If there are failure modes not covered by category 1 and 2 tests, additional tests may be necessary. In some cases, the plant owner requests special testing to address some concern he has. NBR 16274 provides for some additional tests, including:

• Ground voltage tests – systems with resistive grounding;
• Blocking diodes test;
• Wet insulation resistance test;
• Shading assessment.

Performance evaluation

At the end of it all, what matters is whether the photovoltaic system will generate the expected energy. At the end of commissioning, a recurring question for any owner is whether they are getting the amount of energy they anticipated when they made the decision to invest in an SFV.

One of the ways to try to answer this question is by looking at the inverters of the photovoltaic system. The vast majority of inverter manufacturers provide measurement of energy delivered at the connection point, showing these values on online platforms. This way, it is possible to check monthly whether the expected energy levels are being achieved.

However, this simple assessment may not be enough to convince the owner that the system delivers what it proposes, since energy generation also depends on solar irradiation. The question will remain: “Am I generating the amount of energy because the system actually delivers it or because the solar irradiation was greater than expected?”.

In other words, as energy generation does not only depend on a good, well-executed project, but also on climatic conditions, a methodology is necessary that can somehow decouple constructive issues from climate issues. One way to achieve this is to use indicators of performance, being PR (from English performance ratio, or performance index) the most used indicator.

PR is defined in IEC 61724 as the ratio between the actual productivity and the theoretical productivity of the SFV. There is a lot of discussion about whether PR is in fact the best indicator to make this assessment. Despite this, it is by far the most used indicator by investors, designers and builders when discussing performance.
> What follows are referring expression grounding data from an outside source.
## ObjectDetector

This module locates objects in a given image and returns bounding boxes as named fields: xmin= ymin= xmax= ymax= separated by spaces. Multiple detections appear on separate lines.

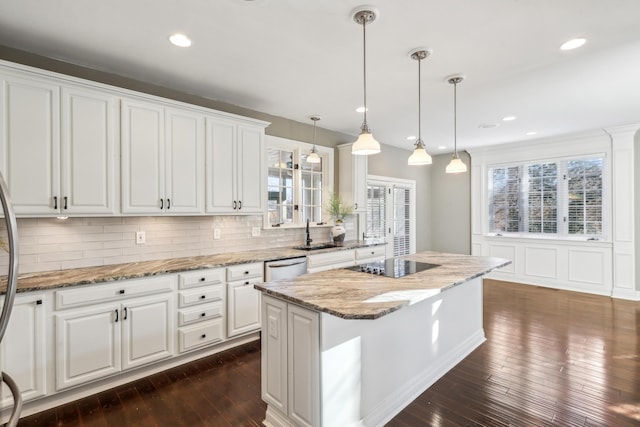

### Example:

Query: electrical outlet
xmin=135 ymin=231 xmax=146 ymax=245
xmin=252 ymin=227 xmax=261 ymax=237
xmin=213 ymin=228 xmax=221 ymax=240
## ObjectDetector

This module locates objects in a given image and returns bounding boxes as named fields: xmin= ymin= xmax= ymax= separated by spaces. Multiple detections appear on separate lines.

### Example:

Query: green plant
xmin=326 ymin=193 xmax=353 ymax=220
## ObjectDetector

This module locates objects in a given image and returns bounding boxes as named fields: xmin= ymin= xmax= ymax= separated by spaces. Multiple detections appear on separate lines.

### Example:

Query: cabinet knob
xmin=36 ymin=299 xmax=43 ymax=305
xmin=201 ymin=334 xmax=206 ymax=339
xmin=244 ymin=271 xmax=250 ymax=275
xmin=200 ymin=295 xmax=206 ymax=299
xmin=201 ymin=313 xmax=206 ymax=317
xmin=245 ymin=281 xmax=250 ymax=285
xmin=200 ymin=277 xmax=206 ymax=282
xmin=119 ymin=289 xmax=125 ymax=294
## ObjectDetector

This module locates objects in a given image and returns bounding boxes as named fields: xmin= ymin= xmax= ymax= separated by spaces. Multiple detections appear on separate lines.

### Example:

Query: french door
xmin=366 ymin=176 xmax=416 ymax=256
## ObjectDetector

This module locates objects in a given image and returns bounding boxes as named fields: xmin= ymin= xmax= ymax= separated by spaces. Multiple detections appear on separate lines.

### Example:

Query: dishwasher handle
xmin=267 ymin=259 xmax=307 ymax=268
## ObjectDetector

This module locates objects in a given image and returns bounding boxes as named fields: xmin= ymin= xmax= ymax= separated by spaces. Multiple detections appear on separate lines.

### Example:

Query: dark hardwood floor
xmin=18 ymin=280 xmax=640 ymax=426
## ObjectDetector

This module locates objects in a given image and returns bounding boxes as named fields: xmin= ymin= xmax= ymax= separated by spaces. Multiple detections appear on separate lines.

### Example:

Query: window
xmin=366 ymin=177 xmax=416 ymax=256
xmin=265 ymin=136 xmax=333 ymax=227
xmin=488 ymin=156 xmax=605 ymax=238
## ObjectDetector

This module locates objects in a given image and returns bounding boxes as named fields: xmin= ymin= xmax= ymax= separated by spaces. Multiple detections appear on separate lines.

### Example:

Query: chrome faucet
xmin=306 ymin=218 xmax=313 ymax=246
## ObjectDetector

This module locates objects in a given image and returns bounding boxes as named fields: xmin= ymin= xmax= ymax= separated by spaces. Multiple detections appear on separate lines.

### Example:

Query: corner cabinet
xmin=337 ymin=144 xmax=368 ymax=213
xmin=205 ymin=117 xmax=266 ymax=214
xmin=121 ymin=98 xmax=204 ymax=214
xmin=0 ymin=72 xmax=117 ymax=216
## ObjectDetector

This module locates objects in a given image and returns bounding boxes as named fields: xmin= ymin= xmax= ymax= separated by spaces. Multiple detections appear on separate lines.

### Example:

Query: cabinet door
xmin=121 ymin=294 xmax=174 ymax=370
xmin=227 ymin=277 xmax=262 ymax=337
xmin=205 ymin=117 xmax=237 ymax=213
xmin=261 ymin=296 xmax=288 ymax=415
xmin=0 ymin=74 xmax=60 ymax=215
xmin=121 ymin=98 xmax=165 ymax=213
xmin=165 ymin=108 xmax=204 ymax=213
xmin=55 ymin=303 xmax=121 ymax=390
xmin=236 ymin=124 xmax=264 ymax=214
xmin=61 ymin=86 xmax=117 ymax=214
xmin=288 ymin=304 xmax=320 ymax=427
xmin=0 ymin=294 xmax=46 ymax=408
xmin=352 ymin=153 xmax=368 ymax=213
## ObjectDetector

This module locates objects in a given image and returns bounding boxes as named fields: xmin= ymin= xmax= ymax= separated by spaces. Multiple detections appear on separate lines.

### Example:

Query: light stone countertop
xmin=254 ymin=251 xmax=510 ymax=320
xmin=0 ymin=240 xmax=383 ymax=294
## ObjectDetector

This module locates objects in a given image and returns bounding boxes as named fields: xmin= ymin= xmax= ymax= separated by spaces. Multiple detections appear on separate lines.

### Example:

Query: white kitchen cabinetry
xmin=177 ymin=268 xmax=226 ymax=353
xmin=355 ymin=245 xmax=386 ymax=263
xmin=121 ymin=98 xmax=204 ymax=214
xmin=306 ymin=249 xmax=355 ymax=274
xmin=54 ymin=276 xmax=175 ymax=390
xmin=262 ymin=296 xmax=320 ymax=427
xmin=0 ymin=293 xmax=47 ymax=409
xmin=337 ymin=143 xmax=368 ymax=213
xmin=206 ymin=117 xmax=265 ymax=214
xmin=0 ymin=73 xmax=118 ymax=216
xmin=227 ymin=262 xmax=264 ymax=337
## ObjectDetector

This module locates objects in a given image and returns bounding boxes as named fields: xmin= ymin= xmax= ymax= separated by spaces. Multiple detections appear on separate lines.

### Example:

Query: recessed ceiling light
xmin=355 ymin=106 xmax=368 ymax=113
xmin=407 ymin=136 xmax=416 ymax=141
xmin=169 ymin=33 xmax=192 ymax=47
xmin=478 ymin=123 xmax=499 ymax=129
xmin=560 ymin=38 xmax=586 ymax=51
xmin=502 ymin=116 xmax=517 ymax=122
xmin=437 ymin=146 xmax=447 ymax=150
xmin=526 ymin=131 xmax=537 ymax=136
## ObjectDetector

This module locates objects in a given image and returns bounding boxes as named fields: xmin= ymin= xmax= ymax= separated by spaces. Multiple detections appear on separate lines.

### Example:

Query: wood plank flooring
xmin=18 ymin=280 xmax=640 ymax=426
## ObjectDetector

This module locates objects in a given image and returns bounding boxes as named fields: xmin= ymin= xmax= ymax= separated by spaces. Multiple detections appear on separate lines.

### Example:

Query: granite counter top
xmin=0 ymin=240 xmax=384 ymax=294
xmin=255 ymin=251 xmax=510 ymax=320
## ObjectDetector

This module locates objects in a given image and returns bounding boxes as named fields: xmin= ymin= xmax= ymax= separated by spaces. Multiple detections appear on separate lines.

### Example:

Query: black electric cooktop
xmin=346 ymin=258 xmax=441 ymax=278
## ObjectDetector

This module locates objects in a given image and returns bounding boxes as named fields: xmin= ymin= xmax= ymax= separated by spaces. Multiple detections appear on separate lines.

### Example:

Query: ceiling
xmin=1 ymin=0 xmax=639 ymax=154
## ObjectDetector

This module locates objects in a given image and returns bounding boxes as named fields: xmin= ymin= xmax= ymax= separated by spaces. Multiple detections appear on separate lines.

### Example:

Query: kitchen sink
xmin=293 ymin=243 xmax=338 ymax=251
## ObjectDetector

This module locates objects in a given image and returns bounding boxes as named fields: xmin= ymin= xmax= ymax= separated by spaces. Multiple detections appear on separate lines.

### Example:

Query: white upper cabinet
xmin=0 ymin=72 xmax=118 ymax=216
xmin=62 ymin=85 xmax=117 ymax=214
xmin=206 ymin=117 xmax=265 ymax=214
xmin=338 ymin=144 xmax=367 ymax=213
xmin=121 ymin=98 xmax=204 ymax=214
xmin=0 ymin=73 xmax=60 ymax=215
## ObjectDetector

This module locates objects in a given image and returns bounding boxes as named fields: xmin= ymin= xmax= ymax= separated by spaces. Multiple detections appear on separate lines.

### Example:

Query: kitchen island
xmin=255 ymin=251 xmax=510 ymax=427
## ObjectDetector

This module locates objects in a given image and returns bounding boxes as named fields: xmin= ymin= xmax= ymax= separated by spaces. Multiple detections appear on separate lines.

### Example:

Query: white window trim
xmin=264 ymin=135 xmax=334 ymax=229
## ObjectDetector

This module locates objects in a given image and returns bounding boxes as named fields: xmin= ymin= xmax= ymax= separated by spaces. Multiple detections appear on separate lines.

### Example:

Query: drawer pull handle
xmin=245 ymin=281 xmax=250 ymax=285
xmin=200 ymin=295 xmax=206 ymax=299
xmin=115 ymin=309 xmax=119 ymax=322
xmin=124 ymin=307 xmax=128 ymax=320
xmin=200 ymin=277 xmax=206 ymax=282
xmin=36 ymin=299 xmax=43 ymax=305
xmin=201 ymin=334 xmax=206 ymax=339
xmin=53 ymin=196 xmax=58 ymax=210
xmin=201 ymin=313 xmax=206 ymax=317
xmin=119 ymin=289 xmax=125 ymax=294
xmin=244 ymin=271 xmax=250 ymax=275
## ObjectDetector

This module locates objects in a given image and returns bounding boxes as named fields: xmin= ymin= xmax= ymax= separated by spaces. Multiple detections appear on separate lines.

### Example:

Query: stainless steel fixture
xmin=265 ymin=257 xmax=308 ymax=281
xmin=0 ymin=171 xmax=22 ymax=426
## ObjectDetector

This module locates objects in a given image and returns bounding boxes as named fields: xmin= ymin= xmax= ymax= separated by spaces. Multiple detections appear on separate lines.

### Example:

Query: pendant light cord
xmin=313 ymin=119 xmax=317 ymax=148
xmin=453 ymin=81 xmax=458 ymax=157
xmin=362 ymin=16 xmax=368 ymax=129
xmin=417 ymin=57 xmax=422 ymax=142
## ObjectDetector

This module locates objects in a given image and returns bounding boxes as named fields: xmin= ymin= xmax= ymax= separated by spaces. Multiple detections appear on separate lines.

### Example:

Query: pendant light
xmin=407 ymin=48 xmax=433 ymax=166
xmin=351 ymin=8 xmax=381 ymax=155
xmin=307 ymin=116 xmax=321 ymax=164
xmin=445 ymin=76 xmax=468 ymax=174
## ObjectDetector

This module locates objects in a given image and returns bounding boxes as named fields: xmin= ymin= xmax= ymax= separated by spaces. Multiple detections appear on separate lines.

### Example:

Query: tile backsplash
xmin=0 ymin=215 xmax=357 ymax=274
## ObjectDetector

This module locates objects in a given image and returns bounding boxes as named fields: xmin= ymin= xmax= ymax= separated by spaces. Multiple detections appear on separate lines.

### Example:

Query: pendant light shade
xmin=307 ymin=116 xmax=321 ymax=164
xmin=408 ymin=48 xmax=432 ymax=166
xmin=351 ymin=8 xmax=380 ymax=155
xmin=446 ymin=76 xmax=467 ymax=174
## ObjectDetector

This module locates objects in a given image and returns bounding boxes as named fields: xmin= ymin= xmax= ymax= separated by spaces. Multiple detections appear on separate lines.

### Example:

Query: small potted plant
xmin=326 ymin=193 xmax=353 ymax=244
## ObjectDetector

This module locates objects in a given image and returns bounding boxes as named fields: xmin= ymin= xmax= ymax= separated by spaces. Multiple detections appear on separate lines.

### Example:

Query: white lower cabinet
xmin=262 ymin=296 xmax=320 ymax=427
xmin=306 ymin=249 xmax=355 ymax=274
xmin=55 ymin=280 xmax=175 ymax=391
xmin=355 ymin=245 xmax=386 ymax=264
xmin=0 ymin=293 xmax=47 ymax=409
xmin=227 ymin=262 xmax=263 ymax=338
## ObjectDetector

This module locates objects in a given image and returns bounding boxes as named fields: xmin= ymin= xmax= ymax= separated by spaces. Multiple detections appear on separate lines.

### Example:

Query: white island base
xmin=260 ymin=276 xmax=485 ymax=427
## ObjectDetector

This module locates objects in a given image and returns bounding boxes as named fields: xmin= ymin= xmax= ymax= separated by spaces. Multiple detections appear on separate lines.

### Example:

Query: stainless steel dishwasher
xmin=265 ymin=257 xmax=308 ymax=281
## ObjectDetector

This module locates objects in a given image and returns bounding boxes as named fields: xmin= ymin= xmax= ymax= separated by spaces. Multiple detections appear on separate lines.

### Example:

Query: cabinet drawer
xmin=355 ymin=246 xmax=386 ymax=262
xmin=178 ymin=284 xmax=224 ymax=308
xmin=307 ymin=250 xmax=355 ymax=270
xmin=227 ymin=262 xmax=263 ymax=282
xmin=55 ymin=275 xmax=175 ymax=310
xmin=178 ymin=268 xmax=225 ymax=289
xmin=178 ymin=302 xmax=224 ymax=326
xmin=178 ymin=319 xmax=224 ymax=353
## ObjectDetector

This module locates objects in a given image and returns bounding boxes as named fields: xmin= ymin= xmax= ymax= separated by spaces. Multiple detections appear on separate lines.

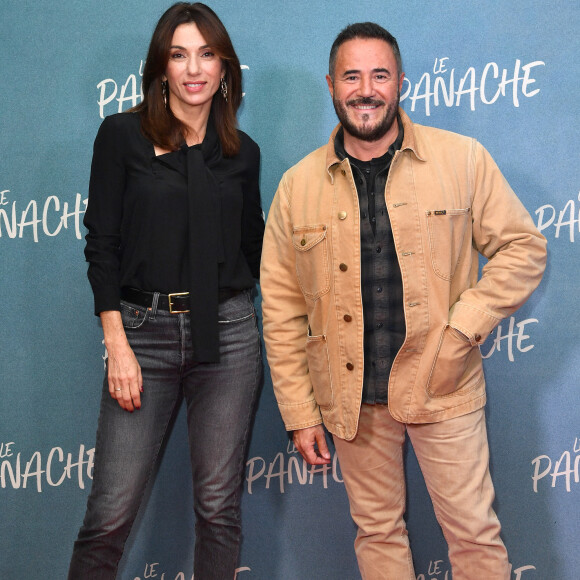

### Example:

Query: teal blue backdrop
xmin=1 ymin=1 xmax=578 ymax=578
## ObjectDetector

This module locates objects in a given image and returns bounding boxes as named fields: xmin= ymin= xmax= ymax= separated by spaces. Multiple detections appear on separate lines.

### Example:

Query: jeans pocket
xmin=120 ymin=301 xmax=149 ymax=330
xmin=218 ymin=311 xmax=255 ymax=324
xmin=217 ymin=292 xmax=256 ymax=325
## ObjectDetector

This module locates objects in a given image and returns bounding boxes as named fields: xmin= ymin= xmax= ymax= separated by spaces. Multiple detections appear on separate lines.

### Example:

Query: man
xmin=260 ymin=22 xmax=546 ymax=580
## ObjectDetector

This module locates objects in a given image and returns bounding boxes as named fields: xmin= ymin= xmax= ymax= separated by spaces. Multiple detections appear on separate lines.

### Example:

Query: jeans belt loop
xmin=150 ymin=292 xmax=160 ymax=319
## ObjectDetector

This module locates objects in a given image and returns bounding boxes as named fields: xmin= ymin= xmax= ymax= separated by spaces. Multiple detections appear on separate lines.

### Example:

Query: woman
xmin=68 ymin=3 xmax=264 ymax=579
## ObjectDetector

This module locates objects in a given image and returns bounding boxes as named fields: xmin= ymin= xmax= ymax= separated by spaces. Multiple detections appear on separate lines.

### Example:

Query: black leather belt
xmin=121 ymin=287 xmax=243 ymax=314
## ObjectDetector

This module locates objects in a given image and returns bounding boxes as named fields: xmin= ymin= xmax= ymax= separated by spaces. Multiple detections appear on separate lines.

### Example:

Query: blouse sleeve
xmin=83 ymin=115 xmax=127 ymax=315
xmin=240 ymin=135 xmax=265 ymax=279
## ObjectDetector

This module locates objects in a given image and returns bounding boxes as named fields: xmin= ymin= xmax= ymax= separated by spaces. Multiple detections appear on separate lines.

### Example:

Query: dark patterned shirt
xmin=334 ymin=121 xmax=406 ymax=404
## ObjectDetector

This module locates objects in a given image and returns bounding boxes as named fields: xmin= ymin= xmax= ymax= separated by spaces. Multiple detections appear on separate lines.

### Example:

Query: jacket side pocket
xmin=427 ymin=324 xmax=480 ymax=398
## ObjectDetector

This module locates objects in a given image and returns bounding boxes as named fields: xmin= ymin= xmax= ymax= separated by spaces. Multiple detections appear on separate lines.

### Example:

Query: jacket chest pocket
xmin=292 ymin=225 xmax=330 ymax=299
xmin=426 ymin=208 xmax=471 ymax=281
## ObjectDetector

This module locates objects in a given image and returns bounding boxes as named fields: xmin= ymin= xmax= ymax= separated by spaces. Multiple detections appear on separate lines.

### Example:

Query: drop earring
xmin=220 ymin=77 xmax=228 ymax=102
xmin=162 ymin=79 xmax=168 ymax=108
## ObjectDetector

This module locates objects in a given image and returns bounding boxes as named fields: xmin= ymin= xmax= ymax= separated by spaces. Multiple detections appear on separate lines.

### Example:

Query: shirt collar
xmin=333 ymin=114 xmax=404 ymax=165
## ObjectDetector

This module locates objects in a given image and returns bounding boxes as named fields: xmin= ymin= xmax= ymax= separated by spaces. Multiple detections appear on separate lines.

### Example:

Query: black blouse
xmin=84 ymin=112 xmax=264 ymax=360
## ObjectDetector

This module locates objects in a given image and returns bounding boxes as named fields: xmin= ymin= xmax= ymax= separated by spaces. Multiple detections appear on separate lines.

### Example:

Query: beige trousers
xmin=334 ymin=405 xmax=509 ymax=580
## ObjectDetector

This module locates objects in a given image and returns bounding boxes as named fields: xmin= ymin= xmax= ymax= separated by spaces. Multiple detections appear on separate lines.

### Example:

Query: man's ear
xmin=398 ymin=72 xmax=405 ymax=93
xmin=326 ymin=74 xmax=334 ymax=99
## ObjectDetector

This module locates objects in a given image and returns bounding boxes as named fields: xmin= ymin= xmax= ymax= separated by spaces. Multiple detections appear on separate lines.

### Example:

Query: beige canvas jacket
xmin=261 ymin=109 xmax=547 ymax=440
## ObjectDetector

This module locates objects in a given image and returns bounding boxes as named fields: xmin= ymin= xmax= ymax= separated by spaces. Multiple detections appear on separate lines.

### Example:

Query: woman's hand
xmin=100 ymin=311 xmax=143 ymax=412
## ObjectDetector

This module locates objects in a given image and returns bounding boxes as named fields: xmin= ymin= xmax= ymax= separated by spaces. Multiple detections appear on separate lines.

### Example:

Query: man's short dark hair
xmin=329 ymin=22 xmax=402 ymax=80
NBR 16274 defines the procedures for reaching PR based on measurements of solar irradiation, temperature, energy, voltage and electric current. The same standard recommends that the assessment be carried out over a period of at least one year.

Documentation

The results of commissioning must be documented in report form and provided to the owner or service contractor. The non-conformities found must be listed, classifying them according to their criticality.